I love this statement for many reasons, but let’s finish the synopsis before I get into my take on things.

Jesus then instructs them that “For the one who is not against us, is for us.” (verse 40) when they ask him about stopping someone who was casting out demons in Jesus’ name but not following with their group. (It’s a bit of a reversed order statement to what our culture normally quotes.) After this, the last section of the chapter is another speech by Jesus that contains many interesting tidbits, including:

“Whoever causes one of these little ones who believes in me to sin, it would be better for him if a great millstone were hung around his neck and he were thrown into the sea.” (verse 42) – really? betterto be thrown into the sea?;

“…if your hand causes you to sin, cut it off…” (verse 43);

some interesting descriptive words about hell;

and finally some stuff about salt, losing your saltiness and how that’s irreversible.

Now…I am not trying to either explain everything above (essentially impossible for me to do) or to say that it’s all confused gibberish either.
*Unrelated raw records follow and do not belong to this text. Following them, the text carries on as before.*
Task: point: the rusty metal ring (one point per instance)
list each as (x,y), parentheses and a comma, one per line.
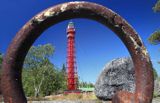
(12,65)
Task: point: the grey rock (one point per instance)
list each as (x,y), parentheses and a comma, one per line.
(117,75)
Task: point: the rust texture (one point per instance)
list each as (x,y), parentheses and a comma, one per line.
(12,65)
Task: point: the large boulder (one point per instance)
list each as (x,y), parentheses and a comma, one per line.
(117,75)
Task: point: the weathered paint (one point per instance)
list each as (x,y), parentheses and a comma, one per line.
(12,65)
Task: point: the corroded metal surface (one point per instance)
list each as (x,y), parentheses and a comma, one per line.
(12,64)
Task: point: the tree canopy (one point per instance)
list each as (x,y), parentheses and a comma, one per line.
(40,77)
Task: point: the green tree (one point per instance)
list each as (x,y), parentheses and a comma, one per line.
(37,68)
(156,7)
(40,76)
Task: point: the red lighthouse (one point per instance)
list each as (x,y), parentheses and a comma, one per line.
(71,58)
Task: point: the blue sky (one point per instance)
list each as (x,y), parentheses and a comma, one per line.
(95,44)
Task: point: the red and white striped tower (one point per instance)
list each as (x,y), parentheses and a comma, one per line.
(72,79)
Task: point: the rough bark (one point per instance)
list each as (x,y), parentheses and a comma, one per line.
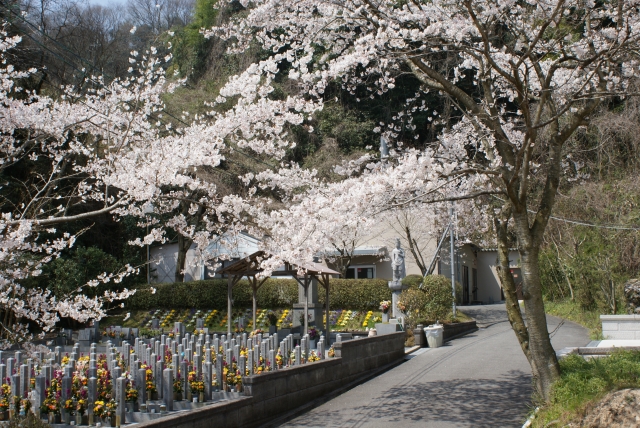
(184,244)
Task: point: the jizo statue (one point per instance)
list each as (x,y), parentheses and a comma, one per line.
(397,262)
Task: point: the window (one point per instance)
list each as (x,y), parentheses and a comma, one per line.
(361,272)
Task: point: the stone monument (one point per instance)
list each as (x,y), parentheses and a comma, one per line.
(399,272)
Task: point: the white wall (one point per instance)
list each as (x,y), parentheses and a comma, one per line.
(163,258)
(488,281)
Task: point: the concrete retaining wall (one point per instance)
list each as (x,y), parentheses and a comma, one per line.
(273,394)
(453,330)
(621,327)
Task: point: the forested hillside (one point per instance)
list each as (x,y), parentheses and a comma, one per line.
(590,246)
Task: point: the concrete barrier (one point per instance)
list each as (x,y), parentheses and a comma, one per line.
(272,394)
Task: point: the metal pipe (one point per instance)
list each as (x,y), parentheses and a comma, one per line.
(432,265)
(453,262)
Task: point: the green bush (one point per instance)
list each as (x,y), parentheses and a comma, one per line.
(431,302)
(358,294)
(443,281)
(413,302)
(438,291)
(412,280)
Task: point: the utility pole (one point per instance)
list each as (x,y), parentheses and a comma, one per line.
(453,270)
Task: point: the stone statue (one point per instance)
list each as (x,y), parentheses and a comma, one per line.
(397,262)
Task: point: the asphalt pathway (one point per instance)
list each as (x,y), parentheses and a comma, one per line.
(480,380)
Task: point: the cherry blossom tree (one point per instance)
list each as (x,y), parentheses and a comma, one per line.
(110,150)
(524,77)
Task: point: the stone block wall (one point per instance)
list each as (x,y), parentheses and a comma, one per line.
(620,327)
(272,394)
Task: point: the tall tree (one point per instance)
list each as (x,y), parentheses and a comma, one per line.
(522,77)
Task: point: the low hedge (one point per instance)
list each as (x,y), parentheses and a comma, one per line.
(359,294)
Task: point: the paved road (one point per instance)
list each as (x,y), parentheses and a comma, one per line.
(480,380)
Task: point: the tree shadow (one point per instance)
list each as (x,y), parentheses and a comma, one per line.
(499,402)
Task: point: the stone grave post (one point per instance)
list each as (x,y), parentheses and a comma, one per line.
(250,362)
(121,398)
(10,368)
(25,380)
(40,393)
(263,349)
(297,355)
(219,370)
(174,363)
(197,362)
(66,392)
(167,390)
(272,359)
(15,385)
(152,363)
(159,376)
(91,398)
(141,376)
(256,354)
(229,357)
(48,373)
(242,365)
(303,349)
(184,369)
(208,371)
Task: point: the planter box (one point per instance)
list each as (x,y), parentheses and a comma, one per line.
(620,327)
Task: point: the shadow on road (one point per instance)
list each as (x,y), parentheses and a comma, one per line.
(459,402)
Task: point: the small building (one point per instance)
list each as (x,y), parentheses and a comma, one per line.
(163,258)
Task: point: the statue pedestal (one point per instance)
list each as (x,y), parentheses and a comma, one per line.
(396,288)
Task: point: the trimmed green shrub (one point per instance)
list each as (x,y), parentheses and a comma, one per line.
(441,281)
(358,294)
(431,302)
(413,302)
(440,301)
(412,280)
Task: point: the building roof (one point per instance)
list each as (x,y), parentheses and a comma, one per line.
(364,250)
(250,265)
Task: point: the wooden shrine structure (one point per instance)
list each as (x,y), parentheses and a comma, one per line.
(250,267)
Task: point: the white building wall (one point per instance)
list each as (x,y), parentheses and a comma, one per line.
(163,258)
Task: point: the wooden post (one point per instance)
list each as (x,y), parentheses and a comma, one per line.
(254,285)
(306,305)
(229,287)
(327,323)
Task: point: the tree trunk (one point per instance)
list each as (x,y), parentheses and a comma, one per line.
(544,363)
(183,246)
(534,337)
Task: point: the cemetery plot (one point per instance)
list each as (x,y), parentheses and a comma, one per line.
(146,377)
(154,323)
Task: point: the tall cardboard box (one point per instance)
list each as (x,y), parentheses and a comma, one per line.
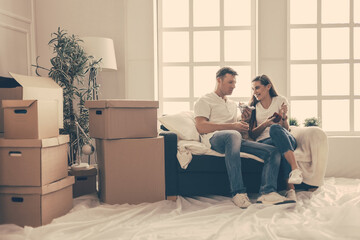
(30,119)
(23,87)
(114,119)
(131,170)
(36,206)
(33,162)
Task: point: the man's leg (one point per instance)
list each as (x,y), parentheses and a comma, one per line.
(229,143)
(271,157)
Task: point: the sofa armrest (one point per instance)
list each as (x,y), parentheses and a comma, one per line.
(171,163)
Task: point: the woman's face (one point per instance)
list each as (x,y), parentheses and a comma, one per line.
(260,91)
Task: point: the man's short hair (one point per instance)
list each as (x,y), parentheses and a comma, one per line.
(223,71)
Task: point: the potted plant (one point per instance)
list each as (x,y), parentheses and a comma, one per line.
(69,68)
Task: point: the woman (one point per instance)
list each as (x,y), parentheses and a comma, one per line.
(269,129)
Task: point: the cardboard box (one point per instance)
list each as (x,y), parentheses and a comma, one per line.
(85,181)
(23,87)
(131,170)
(113,119)
(36,206)
(33,162)
(30,119)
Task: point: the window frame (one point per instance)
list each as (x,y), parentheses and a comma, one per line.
(191,64)
(319,61)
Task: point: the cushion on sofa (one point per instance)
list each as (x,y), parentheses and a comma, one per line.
(183,124)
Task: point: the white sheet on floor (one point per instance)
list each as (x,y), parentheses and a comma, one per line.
(311,153)
(331,212)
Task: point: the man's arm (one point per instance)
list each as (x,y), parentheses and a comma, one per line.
(204,126)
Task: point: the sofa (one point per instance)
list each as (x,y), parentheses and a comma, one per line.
(205,174)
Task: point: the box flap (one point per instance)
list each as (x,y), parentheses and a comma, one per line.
(34,81)
(28,143)
(91,171)
(122,103)
(17,103)
(52,187)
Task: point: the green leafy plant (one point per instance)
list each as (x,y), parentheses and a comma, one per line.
(293,122)
(308,122)
(70,65)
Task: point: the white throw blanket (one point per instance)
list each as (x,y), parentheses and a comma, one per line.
(311,153)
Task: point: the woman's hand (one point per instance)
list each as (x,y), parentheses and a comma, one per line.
(246,115)
(283,111)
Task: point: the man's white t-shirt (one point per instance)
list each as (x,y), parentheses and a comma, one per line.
(262,114)
(217,110)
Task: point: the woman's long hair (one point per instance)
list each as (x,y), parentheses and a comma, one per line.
(264,80)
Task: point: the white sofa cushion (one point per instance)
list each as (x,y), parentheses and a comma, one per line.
(183,124)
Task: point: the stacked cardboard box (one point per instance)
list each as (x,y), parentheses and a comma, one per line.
(34,182)
(130,154)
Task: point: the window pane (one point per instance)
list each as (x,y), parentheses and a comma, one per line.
(176,81)
(357,42)
(303,80)
(302,109)
(175,46)
(237,13)
(356,11)
(175,13)
(303,44)
(206,46)
(357,78)
(206,13)
(243,81)
(335,43)
(303,11)
(237,45)
(335,11)
(175,107)
(335,115)
(357,115)
(335,79)
(204,80)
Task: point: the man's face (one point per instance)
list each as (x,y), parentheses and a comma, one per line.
(227,84)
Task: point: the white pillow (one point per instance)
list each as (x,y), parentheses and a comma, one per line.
(183,124)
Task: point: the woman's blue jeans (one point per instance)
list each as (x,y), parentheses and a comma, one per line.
(284,141)
(230,143)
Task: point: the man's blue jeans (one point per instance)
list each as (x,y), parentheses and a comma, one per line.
(284,141)
(230,142)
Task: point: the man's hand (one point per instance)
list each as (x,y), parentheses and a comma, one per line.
(246,115)
(241,126)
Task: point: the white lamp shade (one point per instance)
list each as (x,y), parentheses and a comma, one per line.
(101,48)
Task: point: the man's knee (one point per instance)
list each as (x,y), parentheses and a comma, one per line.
(275,129)
(233,137)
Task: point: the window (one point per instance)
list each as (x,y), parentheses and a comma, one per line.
(324,63)
(196,38)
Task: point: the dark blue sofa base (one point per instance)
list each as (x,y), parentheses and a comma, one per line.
(206,175)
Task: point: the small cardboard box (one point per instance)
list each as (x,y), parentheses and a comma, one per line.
(36,206)
(23,87)
(30,119)
(131,170)
(85,181)
(33,162)
(113,119)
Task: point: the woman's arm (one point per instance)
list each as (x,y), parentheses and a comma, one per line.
(257,130)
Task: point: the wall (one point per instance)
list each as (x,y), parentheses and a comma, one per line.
(17,38)
(85,18)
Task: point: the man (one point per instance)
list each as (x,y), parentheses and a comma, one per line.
(216,121)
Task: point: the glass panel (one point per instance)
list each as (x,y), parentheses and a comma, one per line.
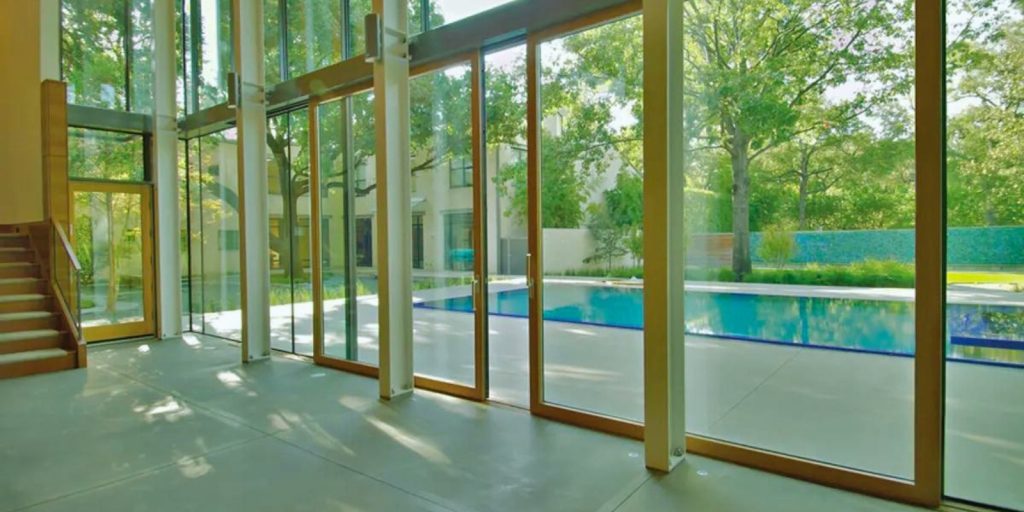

Instead, I’d like to suggest that sometimes being confused after reading the Bible is not a bad thing…and living in paradox is often the only way to live in real life.

You can’t explain why food that is bad for you tends to taste so good…or why you feel 100x better if you discipline (and/or deprive yourself of something for a while – i.e. Lent) and reap the benefits of health and wellness. Why doesn’t bad food just taste bad, right? Because paradox is all around us. It is the soup of our surroundings and the atmosphere that we breathe.

So anyways, I have run out of time in the day to delve too much deeper into all of this. I started this post at 11:30 AM and am just finishing it now about 12 hours later…but let me say this much: Mark 9 gave me some pause, but it also struck me deeply in a couple ways. The first shall be last; the last shall be first – it’s a comforting thought for someone who feels like they are always falling behind and coming in last…it’s a reminder that being first is not really the goal. Again…it’s not perfectionism that wins you any prizes. I have a feeling that Jesus was not much of a perfectionist, although I don’t like to make too many assumptions that I can’t defend…but maybe that’s why people got so annoyed at his seemingly haphazard way of telling stories to explain points or asking questions to inspire contemplation. The second paradox that is strangely comforting is the one mentioned in the title of this post. “I believe; help my unbelief!” You know you have felt that. You can’t explain it, but you understand it completely. So let’s make that a prayer for all of us this season of the year and of our lives:

We believe, Lord…but help our unbelief!